I was alerted to this a few weeks ago, but I was wary of it as it required registration and I couldn't see how it made its money. I thought that there might be a catch, but I don't think that there is.

http://cashiq.net/

You can enter the name of any company and get financial information  - free of charge. It seems to collect the CRO information. It covers Irish and UK companies.

You can enter the name of an individual and find out what companies they are a director of.

It seems to be a new company. I presume that they will get their revenue through advertising, although I did not see any ads on it.


----------



## jhegarty (5 Aug 2012)

I have been using it for a few months now and haven't found the catch yet.

You can use a linkedin , facekbook or google account so you don't even need to register with them.

Guess it could be like the trick mywheels pulled. Stay free long enough to get good backlinks and traffic , then add a fee.


----------



## smeharg (6 Aug 2012)

I registered after seeing it in Accountancy Ireland.  I think the interface is well designed and easy to navigate, and drill down - eg if you search a business name registered to a company you it links to the company's info. 

See the link re pricing.

[broken link removed]


----------



## DMalone (7 Aug 2012)

*CashIQ is freemium*

Guys,

I'm the founder of CashIQ and we operate a Freemium model. Basic access is free. That's what you have today. There are additional services coming soon and these will be paid for.Also you will shortly see advertisers on our main website. Spread the word if you like our site and find it useful. We'd appreciate it.

Regards
David


----------



## contemporary (9 Aug 2012)

to be honest this looks like a poor version of www.duedil.com it seems to have pull the data from the same source but the presentation isnt as good. Also there isnt a great explanation of what you get for your subscription e.g. you can avail of the  Intellisearch option, but I cant see what Intellisearch does.

Perhaps the worst thing about the site the amount of personal information that they give away for free. Looking at this I can see my name, date of birth and home address are freely available.

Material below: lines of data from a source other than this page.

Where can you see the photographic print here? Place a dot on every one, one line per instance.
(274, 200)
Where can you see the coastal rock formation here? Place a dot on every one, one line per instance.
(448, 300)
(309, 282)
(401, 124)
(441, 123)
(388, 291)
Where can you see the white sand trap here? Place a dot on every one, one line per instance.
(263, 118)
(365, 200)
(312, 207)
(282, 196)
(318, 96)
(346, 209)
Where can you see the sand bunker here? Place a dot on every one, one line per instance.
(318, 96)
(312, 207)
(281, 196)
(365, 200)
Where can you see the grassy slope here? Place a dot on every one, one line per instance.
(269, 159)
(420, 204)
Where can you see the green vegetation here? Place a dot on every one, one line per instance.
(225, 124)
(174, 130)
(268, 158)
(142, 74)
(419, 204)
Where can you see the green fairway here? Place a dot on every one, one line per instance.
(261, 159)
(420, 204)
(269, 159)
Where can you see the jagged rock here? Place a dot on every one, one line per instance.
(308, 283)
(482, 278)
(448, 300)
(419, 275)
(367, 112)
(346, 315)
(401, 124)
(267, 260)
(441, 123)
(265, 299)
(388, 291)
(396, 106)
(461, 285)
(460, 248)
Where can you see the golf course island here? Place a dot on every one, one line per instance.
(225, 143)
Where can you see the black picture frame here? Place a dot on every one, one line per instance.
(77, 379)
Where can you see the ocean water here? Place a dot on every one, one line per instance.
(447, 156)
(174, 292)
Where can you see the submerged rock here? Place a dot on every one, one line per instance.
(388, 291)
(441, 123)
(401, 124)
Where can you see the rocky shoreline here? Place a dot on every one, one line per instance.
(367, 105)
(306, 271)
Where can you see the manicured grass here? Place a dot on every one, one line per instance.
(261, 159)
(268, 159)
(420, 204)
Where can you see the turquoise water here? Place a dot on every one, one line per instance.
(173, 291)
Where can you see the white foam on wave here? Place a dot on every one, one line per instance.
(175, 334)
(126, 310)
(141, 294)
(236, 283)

When you ring the bank how many times do they ask you for your date of birth as a security question? 

For example if you found my wallet with my business card in it, how much information from this site could you use to fill out this form bearing in mind my account sort code is the BOI card, [broken link removed] 

Yes the information is there in the CRO, but not free of change or easily accessible. Sites like this do a lot to compromise the security of directors.


----------



## Time (9 Aug 2012)

Surely they must pay the CRO for these details?


----------



## DMalone (10 Aug 2012)

Try searching Irish Business Names on CashIQ. They're all there unlike other sites. Also our UI is adored by our users. It's amazing especially on tablets. Try searching Enterprise Ireland under people search and see every company where EI are investors .. And all of this is free. Of course you could pay some dinasaur service for less information if you wanted to ... CashIQ is FREE ...


----------



## thunder99 (10 Aug 2012)

Have to say I like the interface too. Do you have any plans to introduce an API David?

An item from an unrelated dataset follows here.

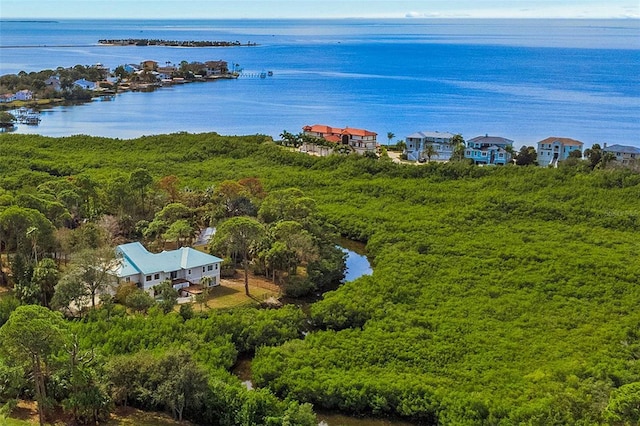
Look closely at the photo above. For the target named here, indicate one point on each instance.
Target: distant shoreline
(171, 43)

For example, domain Registrars that deal with the IE Registry need to verify RBN holders names. If you had an API that could be used to retrive the details it would be very handy (as long as it was cost effective of course).


----------



## DMalone (10 Aug 2012)

@thunder99 we could easily sync our databases with 3rd party solutions like IEDR etc. If we shared data we'd likely do it for free. We would need more detail. Thanks for your approval of our UI.


----------